Mavis's Shoe

Author of two novels and a creative memoir.

Monday 5 March 2012

Proximity of the Past


Andrew Greig once spoke on the radio about a sense of there being no time or space when he found himself in certain wild and isolated places. I recognised this instantly and was so excited to hear such things spoken of on the radio that I bought one of his books on the strength of it. Yesterday I had the opposite experience, of being overwhelmingly aware of time and of events in the past feeling very close indeed.

Being in Kintyre at the weekend on other business (pleasure, to be exact) I made the trip to the Mull. After a gate there is several miles of road, very winding and also very windy (as in windswept and blowing-a-gale) which lead you to the top of the hill above the lighthouse. It was a multi-season day involving brilliant sunshine, hailstones and snow in quick succession many times over, all carried towards us on a bitterly cold wind. We parked the car and made our way down the steeply snaking road and departed from the way onto a hummock. There we stopped and watched the squalls race across the twelve miles between Scotland and Ireland and the curtains of hail showers as they floated eerily in our direction for as long as we could bear the chill.

This was where ships passed in great numbers during WW2 making their way in convoys from Liverpool via the Isle of Mann and then out across the Atlantic for vital supplies, dodging German U-boats and air attacks as they went. Having been unaware of this the last time I visited a few years ago I was suddenly struck by the vision of this place as a naval highway at that time, choc-a-bloc with activity. The Scottish coast there is inhospitable in the extreme and many ships have foundered thereupon, hence the lighthouse built in 1788 by Thomas Smith and Robert Stevenson, grandfather of the great and wonderful author Robert Louis Stevenson.

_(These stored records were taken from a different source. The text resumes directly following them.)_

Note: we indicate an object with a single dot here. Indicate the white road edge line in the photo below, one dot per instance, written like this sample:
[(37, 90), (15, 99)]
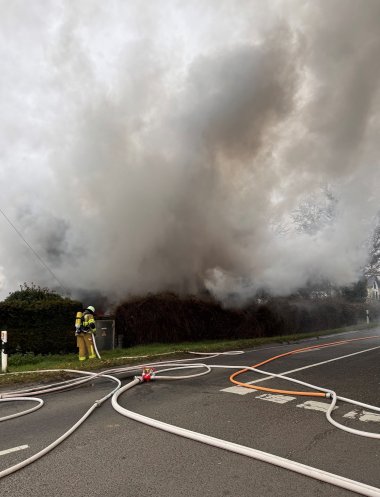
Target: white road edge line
[(13, 449), (229, 389)]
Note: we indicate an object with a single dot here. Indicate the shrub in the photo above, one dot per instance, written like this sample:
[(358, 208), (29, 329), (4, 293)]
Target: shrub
[(39, 321)]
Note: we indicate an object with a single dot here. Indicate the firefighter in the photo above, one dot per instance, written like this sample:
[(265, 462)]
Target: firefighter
[(84, 329)]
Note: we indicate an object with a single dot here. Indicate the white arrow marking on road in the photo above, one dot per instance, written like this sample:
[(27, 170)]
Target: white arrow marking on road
[(13, 449)]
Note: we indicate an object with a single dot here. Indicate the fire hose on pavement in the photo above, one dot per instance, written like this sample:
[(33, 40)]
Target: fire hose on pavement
[(150, 374)]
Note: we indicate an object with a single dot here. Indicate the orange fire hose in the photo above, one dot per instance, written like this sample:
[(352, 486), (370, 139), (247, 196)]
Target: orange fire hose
[(290, 392)]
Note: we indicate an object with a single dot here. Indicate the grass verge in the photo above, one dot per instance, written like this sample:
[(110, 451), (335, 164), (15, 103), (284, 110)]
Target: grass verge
[(29, 368)]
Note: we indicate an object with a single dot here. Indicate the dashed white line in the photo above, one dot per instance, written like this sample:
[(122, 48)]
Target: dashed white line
[(315, 406), (13, 449), (237, 389), (278, 399)]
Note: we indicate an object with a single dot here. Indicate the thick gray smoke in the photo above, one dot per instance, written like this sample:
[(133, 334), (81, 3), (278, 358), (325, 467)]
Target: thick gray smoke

But on the 2nd of July 1940 in the early hours of the day, the Arandora Star passed through that channel with a cargo of mostly innocent Italian internees and German refugees from Nazi Germany. I stood on the hillside and imagined their ship sneaking past a moonlit coast and passing on into the dark unknown on their unprotected passage to Canada and forced exile. In the British panic in the face of Mussolini’s partnership with Hitler on the 10th of June of that year, no convoy was afforded them and shortly after Malin Head they were spotted by Günther Prien, the commander of the same U-boat which sunk the Royal Oak in Scapa Flow near the outbreak of the war with the loss of 833 lives, mostly ‘boy sailors’. In the hurry to be rid of these Italian internees, who were erroneously perceived as a massive threat, the Arandora Star was not marked with a red cross and was therefore considered fair game and torpedoed. More than 800 people died that night though the exact number is not known, such had been the rush to board them. Several Scottish islands have graves marked ‘Unknown Italian’. Those that survived this ordeal and were picked up by rescue boats were taken to Greenock, transported back to Liverpool and put on another ship bound for Australia.

How strange to stand on that spot and see in my mind’s eye this huge ship passing into its darkest night.